You've essentially just derived my Parallel Hierarchical Replanner (PHR)... :-) ...

You've essentially just derived my Parallel Hierarchical Replanner (PHR)... :-) However, your step 6 isn't always useful because not only do you sometimes discover new obstacles (higher costs), occasionally you discover new shortcuts (lower costs).

In the PHR, you spawn two (or more, but ignore that for now) threads. One runs the globally optimal planner on as up-to-date data as it can; slow, but important to keep working upon. The other runs a local window planner from the agent's current location to as far ahead along the most recent global plan as fits within the window.

The result is a pretty good trade-off between actually executing the plan, and waiting to finish computing a globally optimal one. Essentially you're tracking along a stale but once-upon-a-time optimal global plan, locally optimising subsections of it. There are also some more generally useful trade-offs to this too, like using an anytime planner for the global thread.

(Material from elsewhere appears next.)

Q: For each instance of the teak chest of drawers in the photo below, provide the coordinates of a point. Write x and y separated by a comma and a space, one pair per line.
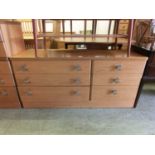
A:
78, 82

My PhD was then an attempt to generalize these strategies into a cohesive framework. It starts from the assumption that what you really want is not to travel along `optimal' paths, but just to get to the damn goal as fast as possible. To that end, measuring everything in terms of time becomes sensible. Ultimately, it comes down to solving y* = arg_min_over_Y{ p + e + c }. y* is the optimal set of adjustable parameters in your system (e.g. choice of algorithm, number of threads to use, amount of RAM to use, tuning parameters in the algorithm, etc) in the space Y of all possible parameter sets. p is planning time, e is execution time, and c is the time taken to solve that optimisation equation itself. i.e. it's a transindental equation, so the only way to solve it is to estimate each of those time factors.

Finally, everything gets wrapped up in a nice package that combines a learning model, state estimator, optimiser, and planning system, and solves that equation repeatedly. Every time it does, it "applies" the y* parameters to the system (whatever that means depends upon what they represent), and starts again. If it helps, you can think of it as a feedback loop that adjusts its own controller gains, and where one of the inputs is the time taken to run the controller.